退院後、包帯でぐるぐる巻きの状態で監督の所に行きました。「息は出来るのか?」「はい、できます」「じゃあ戻ってこい」。一瞬で決着がつきました。もう一度ラグビーと向き合い、やり直すことに決めました。3軍から再びレギュラーを目指すことになりました。それまでは表に出していなかったのですが、「せっかく戻れたのだから」と日本代表という目標をはっきりと言うようになりました。

最終的には、再びレギュラーを勝ち取ることができました。幾つかの社会人チームからオファーをもらい、その中で、株式会社リコーに進みました。大学の時のポジションでは日本代表になるのに身長が足りず、日本代表でやるならポジションを変えるしかないと思っていたので、好きなポジションを選んで良いと言ってもらえたリコーに決めました。日本代表を目指すための決断でした。

日本代表として経験した高揚感と課題感


リコーでは、私の相談役となってくれる方との出会いもあり、ラグビー選手として開花しました。ポジションを変えるという決断が実り、25歳の時に、目標としていた日本代表に選ばれました。
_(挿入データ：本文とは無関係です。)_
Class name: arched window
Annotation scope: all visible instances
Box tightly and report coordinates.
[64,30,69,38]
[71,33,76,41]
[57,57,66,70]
初めての日本代表の試合は、本当に高揚感がありましたね。ラグビーの聖地、イギリスへ遠征。スタジアムまでの移動は白バイの先導でした。満員の観客が集まったスタジアムで、流れる国歌。異次元の世界に来たような感覚で、感動で震えました。

日本での扱いとの差も感じましたね。日本代表のアジアカップ出場より、大学ラグビーのほうが新聞での扱いが大きいという状況で、もっと日本のラグビーの地位を上げたいと思うようになりました。

選手としてラグビーを続けながら、会社では9時から17時まで営業マンとして働きました。入社直後に人事からどんな仕事がしたいかと聞かれたのですが、「ラグビーに打ち込みたいから、内勤がしたい」と答えたところ、「お前、つまんないな」。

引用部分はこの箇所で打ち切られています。